Tuesday, 14 August 2018

THE BIRTLEY BELGIANS











 









FRIENDS OF THE GRAVES

(for the Birtley Belgians)

‘Never forget that you are a Birtley Belgian.’
(Ida ‘Anderland’ Dergent)

This is the story of the Birtley Belgians,
the shellers from hell,
the wandering men
and the women they wed.
You can say goodbye to your friends.

These are the remnants of Elisabethville,
the shattered relics of battered soldiers,
the shards of savagery,
the empty shells of discarded folk.

This is what’s left of the carnage,
the last of the war effort,
the smiles of the children
and the severed limbs.
This is the story of the Birtley Belgians.

From Flanders and Wallonia they came
leaving beloved roots behind
to do their bit for the ritual slaughter,
to bring up well their sons and daughters
to dance and sing
under the hails of bullets.

Fishing for sunshine in the Ijzer brook,
kicking stones on the Rue de Charleroi,
the Birtley Belgians
planted their seed on Durham ground
and made do
and made explosive dreams.
What more can we tell?
‘Home is made for coming from,
for dreams of going to
which with any luck
will never come true.’

Sweating in uniform
on assembly lines,
pulverising their brains
to keep the powers that be in power,
they were strong
and at the same time weak
and screamed and cried
like anyone.
This is the story of the Birtley Belgians.

They’re gone now,
blown to dust
in the festering fields,
memories strewn over the way
to fertilise another day
with the same weary mistakes
and thrusts of love.

I can see the boys in the Villa de Bruges
slaking their frustrated fantasies
to drown the horror
and the girls
seductive behind the huts
in between
the grind of daily production.

Let me take you
up the Boulevard Queen Mary,
along the Rue de Louvain,
knock on the door of number D2
and blood will pour
and the ground will open up,
‘mud will take you prisoner’
and devour all those years.
This is the story of the Birtley Belgians.

You can hear their singing on the North Sea wind,
hear them in Chester le Street and Liege,
the brass band and orchestra
drowning out the distant pounding.
In and out of trouble,
we will always dance.

An accordion wails across the little streets,
the Three Tuns welcomes the living.
And at the crack of dawn
and in the battlefields of evening clouds
we will remember them,
in the words of the Walloon poet Camille Fabry proclaim:
‘Our thoughts fly like arrows back to the land of our birth.’

This is the story of the loss of lives
for causes we scarcely understand
but for love and grandeur too
and for the little Belgian children
and the joyous games they play.
This is the story of the Birtley Belgians.



KEITH ARMSTRONG




The Birtley Belgians emigrated from Belgium to Birtley, County Durham during World War 1 to build an armaments factory and lived in their own specially created village.  
Named after the Queen of the Belgians, Elisabethville itself became Little Belgium - a colony of 6,000 people, of boules and of boulevards.

It had its own hospital, cemetery, school, church, nunnery and Co-op; only Flemish and Walloon were spoken.

The Birtley factory was to the north of the town, British built but entirely Belgian run.
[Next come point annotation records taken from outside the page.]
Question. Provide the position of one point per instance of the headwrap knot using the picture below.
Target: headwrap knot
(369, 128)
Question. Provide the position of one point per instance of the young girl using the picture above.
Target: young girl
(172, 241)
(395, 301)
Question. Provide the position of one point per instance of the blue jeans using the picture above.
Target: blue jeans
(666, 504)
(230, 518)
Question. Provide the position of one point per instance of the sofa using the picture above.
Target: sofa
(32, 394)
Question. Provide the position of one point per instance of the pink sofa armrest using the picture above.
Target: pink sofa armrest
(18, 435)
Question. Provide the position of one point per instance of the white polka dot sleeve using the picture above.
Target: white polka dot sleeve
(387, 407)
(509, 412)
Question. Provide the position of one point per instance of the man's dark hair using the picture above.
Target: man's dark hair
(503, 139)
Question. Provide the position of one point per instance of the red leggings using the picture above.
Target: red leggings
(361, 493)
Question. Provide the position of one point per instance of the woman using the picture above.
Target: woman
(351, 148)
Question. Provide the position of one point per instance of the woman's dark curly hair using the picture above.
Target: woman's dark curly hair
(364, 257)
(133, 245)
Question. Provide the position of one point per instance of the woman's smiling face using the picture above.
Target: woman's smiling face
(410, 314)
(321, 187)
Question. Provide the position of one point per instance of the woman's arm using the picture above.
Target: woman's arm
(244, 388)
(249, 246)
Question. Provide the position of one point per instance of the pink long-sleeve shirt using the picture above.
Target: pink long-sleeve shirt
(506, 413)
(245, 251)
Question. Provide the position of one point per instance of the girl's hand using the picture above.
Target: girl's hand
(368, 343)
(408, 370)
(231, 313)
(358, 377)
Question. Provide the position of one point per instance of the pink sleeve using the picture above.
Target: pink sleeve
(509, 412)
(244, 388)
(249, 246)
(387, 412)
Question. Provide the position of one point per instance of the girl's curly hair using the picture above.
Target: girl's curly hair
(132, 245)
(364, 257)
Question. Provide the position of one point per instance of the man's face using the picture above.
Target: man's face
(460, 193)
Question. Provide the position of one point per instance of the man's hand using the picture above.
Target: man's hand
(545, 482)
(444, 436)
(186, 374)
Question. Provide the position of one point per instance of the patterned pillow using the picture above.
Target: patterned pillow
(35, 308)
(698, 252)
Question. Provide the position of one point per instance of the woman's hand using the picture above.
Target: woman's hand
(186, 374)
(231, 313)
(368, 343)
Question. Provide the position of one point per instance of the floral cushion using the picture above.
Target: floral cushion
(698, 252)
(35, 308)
By 1916 it gave work to 3,500 men, 85 per cent disabled in some way, with 2,500 family members also housed in the adjacent iron fenced village. 





The poem was commissioned by the Birtley Belgians Euro-Network in 2015 in association with Borsolino and Berline Belgian Drama Groups.




https://www.youtube.com/watch?v=sgE9ltf_Az4

http://www.therecusant.org.uk/#/keith-armstrong-new-poem/4594395442

What a good job you've made of it!  Like you, I find these nooks and crannies of the 20th century totally fascinating. (John Mapplebeck, Bewick Films).

Nice one Keith. Well constructed and hitting the spot for me.

In the 60s I went to Birtley East Secondary Modern, which was located across the Durham Road from Elizabethville and behind the Three Tuns. Fellow pupils were children of the Birtley Belgians and the ROF factory was still operating and producing shells.